We're also seeing a lot of requests from folks asking us to help modernize existing applications. This can be done in two parts: one, moving the application and data into Kubernetes, or two, moving the application into Kubernetes while keeping the data elsewhere, but with the same properties. We're building an exciting open-source tool called Voyager, which helps take a traditional application and automatically figures out how to modernize it and make it cloud-native by analyzing data, query patterns, IOPS, and access patterns, and suggesting changes.
We're building Voyager as a co-pilot, and another co-pilot that sits alongside the application, analyzing access patterns and suggesting improvements. This co-pilot can identify non-cloud-native patterns and suggest better ways to write the application. We're seeing interest in this from people using mainframes, traditional databases like Oracle and SQL Server, and even Postgres and MySQL.
The third piece is innovating on the data side with GenAI, as we're seeing a lot of interest in this area.
If people want to get in touch with me, I'm fairly active on LinkedIn, somewhat active on Twitter, and I'm also active in our community Slack, which has over 10,000 members.
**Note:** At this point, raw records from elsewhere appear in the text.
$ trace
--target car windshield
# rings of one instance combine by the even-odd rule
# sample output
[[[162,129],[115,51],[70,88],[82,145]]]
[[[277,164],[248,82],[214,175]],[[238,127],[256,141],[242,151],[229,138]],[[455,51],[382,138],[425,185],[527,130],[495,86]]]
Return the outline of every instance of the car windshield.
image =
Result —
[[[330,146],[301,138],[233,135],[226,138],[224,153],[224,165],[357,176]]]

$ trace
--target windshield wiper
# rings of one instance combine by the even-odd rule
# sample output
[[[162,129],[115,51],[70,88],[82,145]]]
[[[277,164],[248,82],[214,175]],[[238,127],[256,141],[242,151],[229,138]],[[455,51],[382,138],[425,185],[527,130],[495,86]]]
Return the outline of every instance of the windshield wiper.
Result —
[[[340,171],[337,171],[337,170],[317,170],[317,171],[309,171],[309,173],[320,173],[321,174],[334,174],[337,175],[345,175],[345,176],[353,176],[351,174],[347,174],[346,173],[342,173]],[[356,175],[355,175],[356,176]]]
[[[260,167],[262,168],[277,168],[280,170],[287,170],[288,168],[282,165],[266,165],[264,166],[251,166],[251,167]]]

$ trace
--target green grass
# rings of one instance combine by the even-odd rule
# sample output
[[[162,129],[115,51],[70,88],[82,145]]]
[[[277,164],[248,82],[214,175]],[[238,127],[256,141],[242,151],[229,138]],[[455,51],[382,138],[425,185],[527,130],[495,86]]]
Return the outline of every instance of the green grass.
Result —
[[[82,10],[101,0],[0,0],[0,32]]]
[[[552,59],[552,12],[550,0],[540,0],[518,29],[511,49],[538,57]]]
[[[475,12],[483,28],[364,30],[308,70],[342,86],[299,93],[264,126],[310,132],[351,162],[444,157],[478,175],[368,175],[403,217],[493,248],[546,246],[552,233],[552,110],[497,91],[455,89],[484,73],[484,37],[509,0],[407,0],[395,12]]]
Bart: People are asking all sorts of interesting questions and sharing use cases, so any of those ways you know work perfectly. Thank you so much for your time and for sharing your knowledge with us today. We look forward to seeing you in person at KubeCon. Take care.
Karthik: Thank you for having me on KubeFM. Bart Farrell, I really enjoyed it. Thank you for all the great insight and questions. My pleasure. Take care. Cheers.